By Kate Madden Yee, AuntMinnie.com staff writer
November 5, 2018 --
Monday, November 26 | 3:10 p.m.-3:20 p.m. | SSE07-02 | Room S402AB
In this Monday afternoon session, researchers will discuss how a new ultrasound measure called the venous pulsatility index performs comparably to clinical and lab-based scoring systems for diagnosing high-risk nonalcoholic steatohepatitis.
Presenter Dr. Masoud Baikpour from Massachusetts General Hospital in Boston will share results from a study that included 123 patients with nonalcoholic fatty liver disease (NAFLD). All patients had undergone duplex Doppler ultrasound assessment of the main portal vein between January 2014 and February 2018, either within a year before or after liver biopsy.
Baikpour's group reviewed the ultrasound images and used the spectral waveform to measure the blood velocity maximum (Vmax) and minimum (Vmin) in the portal vein to calculate the venous pulsatility index (Vmax-Vmin/Vmax).

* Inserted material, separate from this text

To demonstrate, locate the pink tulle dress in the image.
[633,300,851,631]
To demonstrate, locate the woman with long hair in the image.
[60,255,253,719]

The researchers then measured the area under the receiver operating characteristic curve (AUC) to assess the value of the venous pulsatility index (VPI) for diagnosing high-risk nonalcoholic steatohepatitis, comparing VPI results with four common clinical scoring systems and evaluating how adding it to these scoring systems affected their diagnostic performance.
They found that 33 of the 123 patients had high-risk nonalcoholic steatohepatitis. The AUC of the venous pulsatility index for diagnosing high-risk nonalcoholic steatohepatitis was higher than the four scoring systems, at 0.84; adding it significantly improved the diagnostic value of the scoring systems.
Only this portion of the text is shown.